Tenemos que ser justos y admitir que en el momento (spoiler) en el que a la sosa le sale un pretendiente (absurdo) hay cosas que están bien. Escenas bonitas de mucho amós y mucha envidiaporquéloshombresdehoyendíanosabensertancaballerososohohdiosmio. Pero es algo demasiado breve pa' tanto tostón.

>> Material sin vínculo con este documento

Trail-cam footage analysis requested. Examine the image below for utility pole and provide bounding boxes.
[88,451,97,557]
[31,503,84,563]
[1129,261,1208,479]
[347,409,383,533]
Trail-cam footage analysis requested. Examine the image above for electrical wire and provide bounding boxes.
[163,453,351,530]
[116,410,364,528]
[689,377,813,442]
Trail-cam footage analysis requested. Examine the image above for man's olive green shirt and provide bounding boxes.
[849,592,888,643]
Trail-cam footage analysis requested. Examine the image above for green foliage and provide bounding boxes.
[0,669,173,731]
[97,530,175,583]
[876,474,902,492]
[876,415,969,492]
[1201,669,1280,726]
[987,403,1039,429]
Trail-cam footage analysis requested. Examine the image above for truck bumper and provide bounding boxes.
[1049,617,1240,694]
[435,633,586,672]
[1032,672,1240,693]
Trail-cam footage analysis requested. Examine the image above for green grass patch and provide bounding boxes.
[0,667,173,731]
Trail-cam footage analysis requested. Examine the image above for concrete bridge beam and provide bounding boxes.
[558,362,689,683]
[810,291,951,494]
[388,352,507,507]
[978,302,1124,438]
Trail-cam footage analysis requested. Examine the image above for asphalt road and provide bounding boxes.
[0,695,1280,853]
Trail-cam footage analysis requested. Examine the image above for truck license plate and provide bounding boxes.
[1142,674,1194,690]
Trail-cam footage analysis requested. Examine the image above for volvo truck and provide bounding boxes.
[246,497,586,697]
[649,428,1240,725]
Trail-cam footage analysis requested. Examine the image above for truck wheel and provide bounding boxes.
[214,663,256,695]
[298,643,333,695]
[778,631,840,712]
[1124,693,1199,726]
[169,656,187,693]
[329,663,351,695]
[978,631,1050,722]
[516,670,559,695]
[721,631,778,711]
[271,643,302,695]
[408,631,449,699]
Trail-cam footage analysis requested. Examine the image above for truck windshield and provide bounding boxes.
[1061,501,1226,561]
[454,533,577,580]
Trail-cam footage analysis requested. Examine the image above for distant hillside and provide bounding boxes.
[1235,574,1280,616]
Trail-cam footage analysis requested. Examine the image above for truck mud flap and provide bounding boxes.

Al final, todo acaba de una forma moralmente correcta.
Yo sólo me quedaría con la tía rica de la sosaina, Lady Bertram, muy bien definida, muy bien creada, un personaje en 3D que me encanta cada vez que abre la boca. Más floja que una alpargata y, a la vez, tan divina que ardo de adoración.
Aleta, de Christopher Moore. Me ha gustado mucho más que Azul, pero no ha pasado de ahí. Creo que leerme Un trabajo muy sucio es lo peor que he hecho, porque todo lo que escribe este hombre lo mido con ese maravilloso libro. También ayudaría que tomara ejemplo de Jane Austen y que no escribiera siempre sobre el mismo tío, pero cambiándole el nombre. Cosa que no hizo en Un trabajo muy sucio. Oh, cómo me gustó ese maravillosísimo libro.
Un argumento novedoso, que no te esperas, y todo eso. Todo muy Moore.